Così ho scoperto che l’Iraq brucia (nel cosiddetto gas flaring) il doppio del gas che ogni anno importa dall’Iran, posizionandosi come terzo Paese al mondo per quantità di gas sprecato incendiandolo all’aria aperta dopo Russia e Iran, e molte cose hanno iniziato ad avere decisamente più senso. L’Iraq ha visto aumentare quasi del 30% la propria domanda di energia elettrica negli ultimi cinque anni, ma pur essendo il quinto Paese al mondo per riserve petrolifere disponibili, non è neanche lontanamente autosufficiente da un punto di vista energetico: brucia il suo stesso gas anziché utilizzarlo o rivenderlo, e importa percentuali che oscillano tra il 25 e il 40% dell’energia elettrica e del gas dall’Iran. Con ovviamente forte pressione degli Stati Uniti, che vorrebbero trovasse fonti di approvvigionamento alternative da paesi buoni e non sanzionati, come per esempio, che so, quella culla della democrazia che è il Turkmenistan…
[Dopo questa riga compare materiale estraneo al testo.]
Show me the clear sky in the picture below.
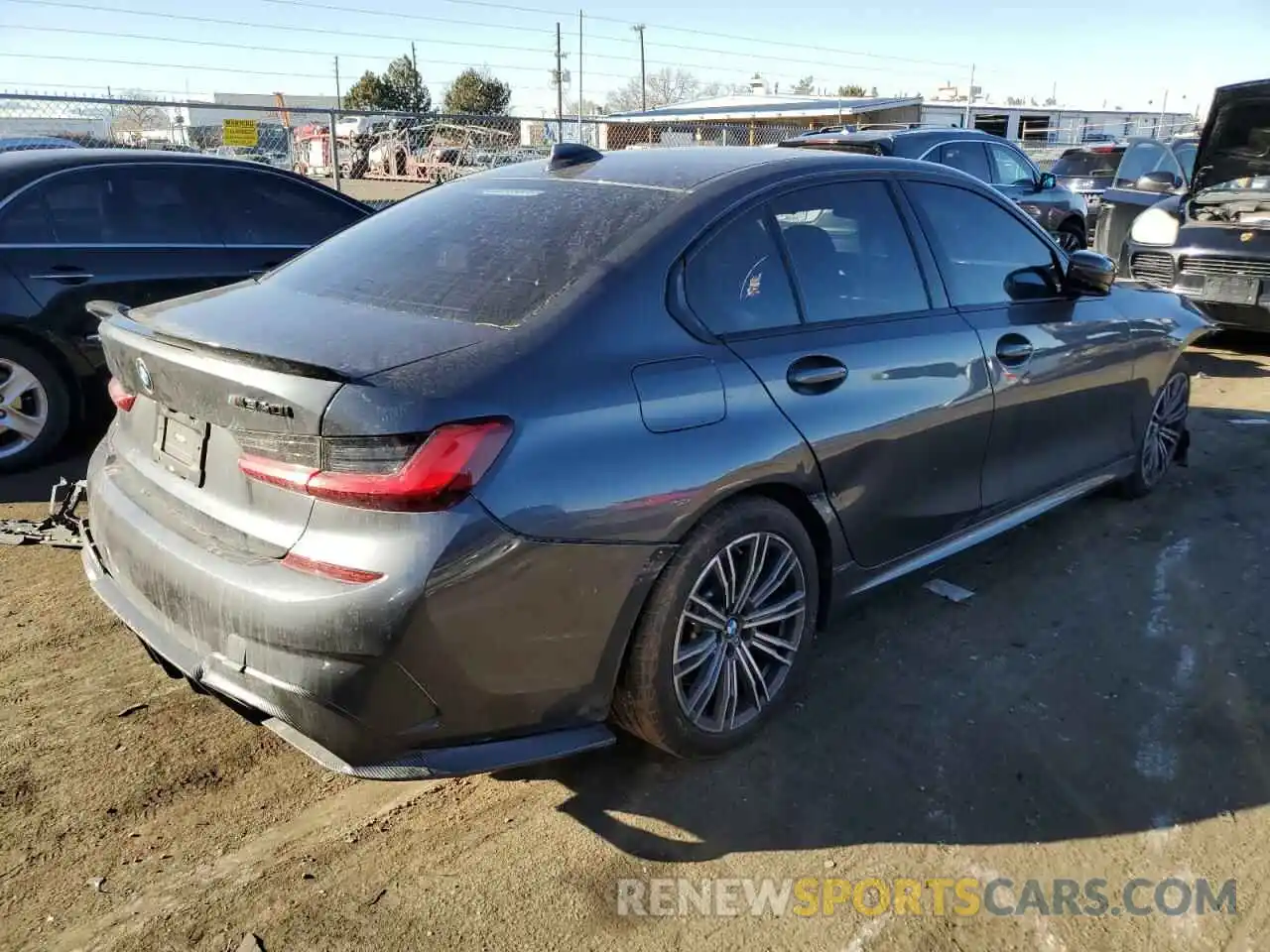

Sorvolando i giacimenti petroliferi del Sud, nelle prime luci dell’alba, quelle fiaccole in mezzo alla terra arida - così tante che in una sola foto fatta distrattamente dal finestrino ne inquadravo sei o sette insieme - sembravano obelischi di morte in una terra talmente degradata da cui non crescerà mai più nulla. Dormendo in una capanna a Chibaysh, o in una lurida cuccetta femminile del treno notturno Basra - Baghdad, la notte è scura, e senza luci, ma rischiarata dai bagliori rossastri, inquietanti di quelle fiammate. Non stelle, ma gas flaring…
Di buio, notti, solitudini, torce, stelle e fiammate ho ragionato molto l’anno scorso, che è stato un anno intenso e trasformativo, che descrive bene L’ombra della luce di Battiato (questa la versione in arabo cantata a Baghdad nel 1992). Quest’anno sento di avere una buona torcia frontale con me, e le mani libere, qualunque animale della notte incroci il mio cammino. Vediamo come andrà.
A presto,
Eleonora
Sta uscendo il mio secondo libro, su Socotra
Dal 14 febbraio trovate in libreria e online Socotra. Viaggio sentimentale in un’isola impossibile, il mio secondo libro (che impressione scriverlo), con una prefazione di Laura Silvia Battaglia al-Jalal.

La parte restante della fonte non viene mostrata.